Livi "Liv" Sheldon (born 18 May 1994) is an English television personality, personal trainer and former professional bodybuilder. She appears as Diamond on the BBC One's sports entertainment television game show Gladiators.

==Early life==
From Worcestershire, Livi Sheldon attended Christopher Whitehead Language College. She graduated with a degree in Sports Science from Worcester University.

==Career==
Sheldon was a keen footballer from a young age, and initially played on boys' teams before playing for – and captaining – Worcester City Ladies. She started weight training at 18 and bodybuilding at the age of 24.
She was a finalist in the 'England Toned Figure' competition.
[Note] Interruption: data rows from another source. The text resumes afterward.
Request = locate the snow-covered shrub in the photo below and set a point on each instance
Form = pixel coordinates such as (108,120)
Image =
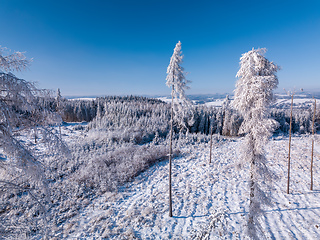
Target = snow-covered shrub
(24,193)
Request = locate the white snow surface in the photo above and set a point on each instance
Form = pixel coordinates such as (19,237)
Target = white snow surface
(208,198)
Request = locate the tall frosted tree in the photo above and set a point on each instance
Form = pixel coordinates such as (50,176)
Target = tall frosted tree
(253,95)
(20,169)
(177,81)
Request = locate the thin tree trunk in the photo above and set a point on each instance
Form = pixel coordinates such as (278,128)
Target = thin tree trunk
(170,157)
(288,183)
(210,144)
(313,119)
(252,166)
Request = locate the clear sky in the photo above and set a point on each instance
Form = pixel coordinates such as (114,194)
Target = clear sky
(116,47)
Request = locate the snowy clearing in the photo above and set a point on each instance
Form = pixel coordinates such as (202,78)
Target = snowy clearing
(205,195)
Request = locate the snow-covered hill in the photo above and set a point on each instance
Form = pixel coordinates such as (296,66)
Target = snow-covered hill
(208,199)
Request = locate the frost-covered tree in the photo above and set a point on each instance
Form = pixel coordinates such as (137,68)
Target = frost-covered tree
(177,81)
(253,95)
(20,170)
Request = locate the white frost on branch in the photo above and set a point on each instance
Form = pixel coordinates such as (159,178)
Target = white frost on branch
(253,95)
(177,81)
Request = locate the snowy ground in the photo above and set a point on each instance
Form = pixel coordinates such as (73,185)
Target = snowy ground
(207,195)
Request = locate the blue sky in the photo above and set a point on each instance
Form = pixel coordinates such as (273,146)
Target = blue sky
(124,47)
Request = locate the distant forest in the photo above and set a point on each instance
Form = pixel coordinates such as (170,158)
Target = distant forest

She made an appearance alongside Olympic sprinter Harry Aikines-Aryeetey, on BBC Breakfast on 19 May 2023, on which they were announced as new Gladiators on the re-booted show, with Sheldon taking the name 'Diamond'. Sheldon, who, at 6 ft is the tallest female Gladiator on the show, has spoken about her desire to use her appearances to inspire people to embrace their uniqueness, because she was bullied for her height at school. The show debuted on BBC One in January 2024. It was an immediate ratings success, becoming the channel's biggest entertainment launch since 2017. The success of the series has been credited in part to the popularity of new Gladiators like Sabre (Sheli McCoy), Fury (Jodie Ounsley), and Sheldon's Diamond. In April 2024, she confirmed she would be returning as Diamond for series two.

In March 2024, she was also confirmed as one of the celebrities to play in the televised charity football match Soccer Aid. Her other television appearances have included being a guest on The One Show.

While filming for the third season of Gladiators, the fan favourite Sheldon's Diamond suffered a major ACL tear, and had to undergo a surgery. Due to this, she had to miss most of the season.

==Personal life==
Sheldon lives in Worcester with her fiancé Grant Gibbs. They both work as online personal trainers, with Sheldon running her own training app titled LivFitness.